LONDON -- Britain has no contingent liability from the government's assurances to Nissan that the Japanese carmaker's new investments will not suffer when the UK leaves the European Union, the head of the National Audit Office said.
The government said in October it assured Nissan that its new investment in a plant in Britain would be competitive after Brexit. It also said it had not given any explicit promise of compensation for any future EU tariffs on British car exports.
The government has so far refused to publish the letter it sent to Nissan, but the head of Britain's spending watchdog, Amyas Morse, said on Tuesday he had examined it and received assurances from Britain's business ministry that Britain had no potential liabilities from its discussions with Nissan.

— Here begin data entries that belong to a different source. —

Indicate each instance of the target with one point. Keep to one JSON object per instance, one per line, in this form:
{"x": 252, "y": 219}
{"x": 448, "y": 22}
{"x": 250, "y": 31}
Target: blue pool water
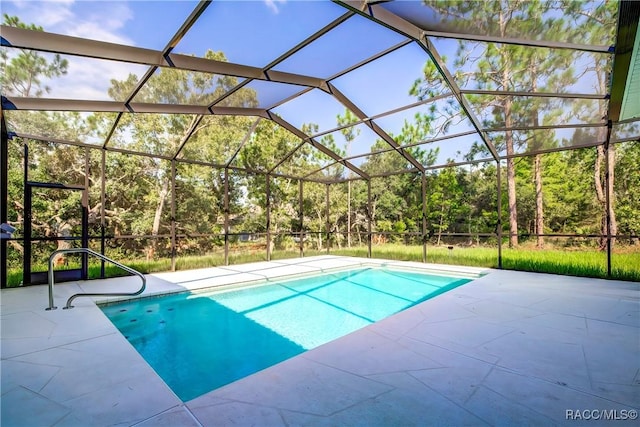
{"x": 198, "y": 342}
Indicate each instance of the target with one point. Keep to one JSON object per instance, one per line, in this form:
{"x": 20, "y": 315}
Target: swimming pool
{"x": 199, "y": 341}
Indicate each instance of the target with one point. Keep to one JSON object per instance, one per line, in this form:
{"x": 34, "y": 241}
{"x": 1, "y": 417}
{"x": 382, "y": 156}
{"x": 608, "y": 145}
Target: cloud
{"x": 273, "y": 5}
{"x": 97, "y": 20}
{"x": 89, "y": 78}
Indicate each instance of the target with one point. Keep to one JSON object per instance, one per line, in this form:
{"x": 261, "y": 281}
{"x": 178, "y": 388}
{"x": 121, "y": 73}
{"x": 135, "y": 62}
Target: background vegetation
{"x": 552, "y": 204}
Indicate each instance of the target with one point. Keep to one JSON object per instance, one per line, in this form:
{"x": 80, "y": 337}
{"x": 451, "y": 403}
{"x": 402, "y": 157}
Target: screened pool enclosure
{"x": 185, "y": 134}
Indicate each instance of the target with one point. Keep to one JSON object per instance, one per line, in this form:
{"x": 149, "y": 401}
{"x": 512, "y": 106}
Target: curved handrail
{"x": 102, "y": 257}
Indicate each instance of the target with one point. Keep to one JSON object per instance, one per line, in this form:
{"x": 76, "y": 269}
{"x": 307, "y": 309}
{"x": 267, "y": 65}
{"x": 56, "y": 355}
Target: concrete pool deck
{"x": 510, "y": 348}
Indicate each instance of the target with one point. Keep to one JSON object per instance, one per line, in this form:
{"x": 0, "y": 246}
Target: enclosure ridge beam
{"x": 297, "y": 132}
{"x": 553, "y": 150}
{"x": 534, "y": 94}
{"x": 336, "y": 22}
{"x": 57, "y": 43}
{"x": 402, "y": 26}
{"x": 546, "y": 127}
{"x": 342, "y": 98}
{"x": 53, "y": 104}
{"x": 398, "y": 23}
{"x": 519, "y": 41}
{"x": 239, "y": 111}
{"x": 186, "y": 25}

"I am satisfied there is no identifiable contingent liability," Morse told the head of parliament's Treasury Committee, Andrew Tyrie, in a letter.
Morse said he received written assurances from the ministry that "there are no other letters to Nissan on this matter and that nothing was discussed in the relevant meetings that might be understood as an additional commitment by HM Government."
Britain's opposition Labour Party has called on the government to disclose details of its assurances to Nissan.
Nissan said in October that it will continue to build the Qashqai compact SUV at its factory in Sunderland, England, when the new generation is launched and will add a further model - the X-Trail.